Speaking of a "workers' paradise" seems to border on utopianism. Since free market capitalism primarily suffers from utopianism in its advocates' disregard of principal-agent problems and asymmetric information, I wouldn't be especially inclined to embrace a utopian ideal myself. Hence, noting obvious problems with worker-owned enterprises is to commit the perfectionist fallacy if your purpose is to completely discredit them.

Quote: Originally Posted by editec View Post
I know you believe that to be absolutely true, but I think it is probably wildly overstated.
It's not overstated. As I've mentioned previously, principal-agent problems cannot be minimized in a hierarchical firm with conflicting interests amongst workers, managers, owners, and investors.

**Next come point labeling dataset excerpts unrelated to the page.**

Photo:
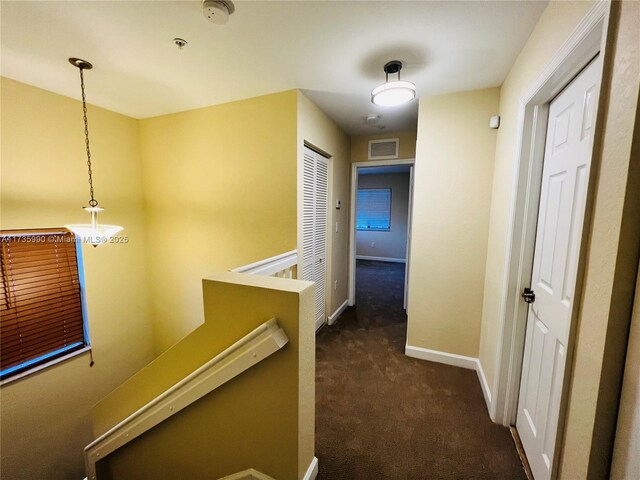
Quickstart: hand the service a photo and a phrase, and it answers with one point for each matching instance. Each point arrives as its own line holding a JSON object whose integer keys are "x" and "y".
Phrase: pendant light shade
{"x": 396, "y": 92}
{"x": 93, "y": 232}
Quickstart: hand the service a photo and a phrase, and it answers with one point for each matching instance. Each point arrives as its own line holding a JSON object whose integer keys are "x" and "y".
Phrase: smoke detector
{"x": 217, "y": 11}
{"x": 372, "y": 119}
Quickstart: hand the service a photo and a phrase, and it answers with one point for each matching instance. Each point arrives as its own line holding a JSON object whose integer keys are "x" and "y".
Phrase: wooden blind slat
{"x": 34, "y": 351}
{"x": 38, "y": 318}
{"x": 52, "y": 327}
{"x": 26, "y": 306}
{"x": 40, "y": 298}
{"x": 37, "y": 260}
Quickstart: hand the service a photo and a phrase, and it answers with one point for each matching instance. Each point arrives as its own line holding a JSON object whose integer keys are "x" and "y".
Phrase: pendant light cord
{"x": 92, "y": 202}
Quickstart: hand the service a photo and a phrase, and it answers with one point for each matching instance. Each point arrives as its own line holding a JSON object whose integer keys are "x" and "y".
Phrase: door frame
{"x": 581, "y": 47}
{"x": 352, "y": 220}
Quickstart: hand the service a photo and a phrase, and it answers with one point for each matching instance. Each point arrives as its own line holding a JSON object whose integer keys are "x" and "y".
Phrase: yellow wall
{"x": 45, "y": 416}
{"x": 626, "y": 461}
{"x": 556, "y": 23}
{"x": 610, "y": 270}
{"x": 262, "y": 419}
{"x": 315, "y": 128}
{"x": 452, "y": 194}
{"x": 220, "y": 191}
{"x": 360, "y": 145}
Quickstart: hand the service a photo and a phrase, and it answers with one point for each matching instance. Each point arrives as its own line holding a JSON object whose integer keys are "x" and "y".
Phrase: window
{"x": 41, "y": 307}
{"x": 374, "y": 209}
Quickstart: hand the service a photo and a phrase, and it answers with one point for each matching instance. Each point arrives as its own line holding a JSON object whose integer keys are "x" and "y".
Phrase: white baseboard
{"x": 441, "y": 357}
{"x": 455, "y": 360}
{"x": 312, "y": 471}
{"x": 334, "y": 316}
{"x": 381, "y": 259}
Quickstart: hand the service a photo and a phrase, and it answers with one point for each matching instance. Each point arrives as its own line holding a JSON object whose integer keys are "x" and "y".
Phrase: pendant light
{"x": 396, "y": 92}
{"x": 93, "y": 233}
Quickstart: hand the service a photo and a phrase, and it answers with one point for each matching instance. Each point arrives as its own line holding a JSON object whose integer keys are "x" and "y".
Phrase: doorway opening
{"x": 380, "y": 237}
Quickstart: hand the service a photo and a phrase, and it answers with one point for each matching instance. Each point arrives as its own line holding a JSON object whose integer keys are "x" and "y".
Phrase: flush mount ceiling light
{"x": 217, "y": 11}
{"x": 92, "y": 233}
{"x": 396, "y": 92}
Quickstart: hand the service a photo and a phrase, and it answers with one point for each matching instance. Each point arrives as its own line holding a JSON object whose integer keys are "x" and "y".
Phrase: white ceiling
{"x": 334, "y": 51}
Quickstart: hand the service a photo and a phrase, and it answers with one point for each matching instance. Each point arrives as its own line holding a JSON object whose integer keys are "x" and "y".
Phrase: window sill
{"x": 42, "y": 366}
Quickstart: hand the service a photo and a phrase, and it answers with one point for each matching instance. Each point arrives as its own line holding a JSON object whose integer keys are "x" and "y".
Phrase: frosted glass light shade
{"x": 94, "y": 235}
{"x": 392, "y": 94}
{"x": 93, "y": 232}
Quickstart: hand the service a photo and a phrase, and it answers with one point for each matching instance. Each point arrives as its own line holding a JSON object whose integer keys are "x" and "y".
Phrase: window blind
{"x": 40, "y": 299}
{"x": 374, "y": 209}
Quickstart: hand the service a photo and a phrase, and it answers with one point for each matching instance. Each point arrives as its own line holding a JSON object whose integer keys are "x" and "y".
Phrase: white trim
{"x": 312, "y": 471}
{"x": 254, "y": 347}
{"x": 441, "y": 357}
{"x": 461, "y": 361}
{"x": 486, "y": 391}
{"x": 583, "y": 44}
{"x": 250, "y": 474}
{"x": 270, "y": 266}
{"x": 381, "y": 259}
{"x": 384, "y": 157}
{"x": 352, "y": 217}
{"x": 334, "y": 316}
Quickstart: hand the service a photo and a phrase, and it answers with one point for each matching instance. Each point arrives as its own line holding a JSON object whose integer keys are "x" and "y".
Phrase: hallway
{"x": 382, "y": 415}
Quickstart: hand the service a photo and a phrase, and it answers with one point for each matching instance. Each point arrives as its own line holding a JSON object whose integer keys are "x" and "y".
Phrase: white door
{"x": 314, "y": 226}
{"x": 565, "y": 175}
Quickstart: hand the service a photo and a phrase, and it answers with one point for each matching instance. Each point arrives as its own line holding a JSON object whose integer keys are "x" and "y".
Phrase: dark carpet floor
{"x": 382, "y": 415}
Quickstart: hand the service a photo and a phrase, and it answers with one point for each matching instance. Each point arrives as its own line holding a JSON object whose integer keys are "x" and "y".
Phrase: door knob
{"x": 529, "y": 295}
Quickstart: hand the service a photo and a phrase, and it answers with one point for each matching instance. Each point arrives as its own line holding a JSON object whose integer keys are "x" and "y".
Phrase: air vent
{"x": 383, "y": 149}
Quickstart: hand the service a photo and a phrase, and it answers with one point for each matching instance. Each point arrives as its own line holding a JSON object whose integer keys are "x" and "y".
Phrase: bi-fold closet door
{"x": 314, "y": 226}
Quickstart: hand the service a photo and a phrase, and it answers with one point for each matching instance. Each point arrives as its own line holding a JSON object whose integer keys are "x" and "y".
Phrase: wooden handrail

Capitalists are aware of the resulting difficulties that may occur as a result of this (i.e. shirking), which is why efficiency wages remain one of the most prevalent compensatory mechanisms utilized in the capitalist firm.

Quote: Originally Posted by editec View Post
My admiteed limited but Actual experience suggests to me that socialized worker dominated businesses are not very efficient, either.
Yes, but your limited experience may be related to an anomaly and cannot effectively analyze the efficiency of worker-owned enterprises in the same manner that Logue and Yates's analysis of ESOP's and parastatals can.

Quote: Originally Posted by editec View Post
FWIW, efficiency isn't ALWAYS a good marker of good business, anyway.

Sometimes inefficiencies are just the cost of working in a fair employment situtation.
Yes, I'm quite aware of that. I wouldn't have specified efficiency gains as beneficial if they had the deleterious effect of imposing negative social opportunity costs on a disenfranchised population or citizenry. But that doesn't seem to be the case. Consider the abstract again:

Quote:
A survey of empirical research on productivity in worker-owned enterprises and cooperatives finds a substantial literature that largely supports the proposition that worker-owned enterprises equal or exceed the productivity of conventional enterprises when employee involvement is combined with ownership. The weight of a sparser literature on cooperatives tends toward the same pattern. In addition, employee-owned firms create local employment, anchor jobs in their communities and enrich local social capital.
Hence, workers' self-management is regarded as not only having the effect of equaling or exceeding the productivity of conventional enterprises, they also bring considerable social benefits to the table, placing their value above that of traditional capitalism in that regard.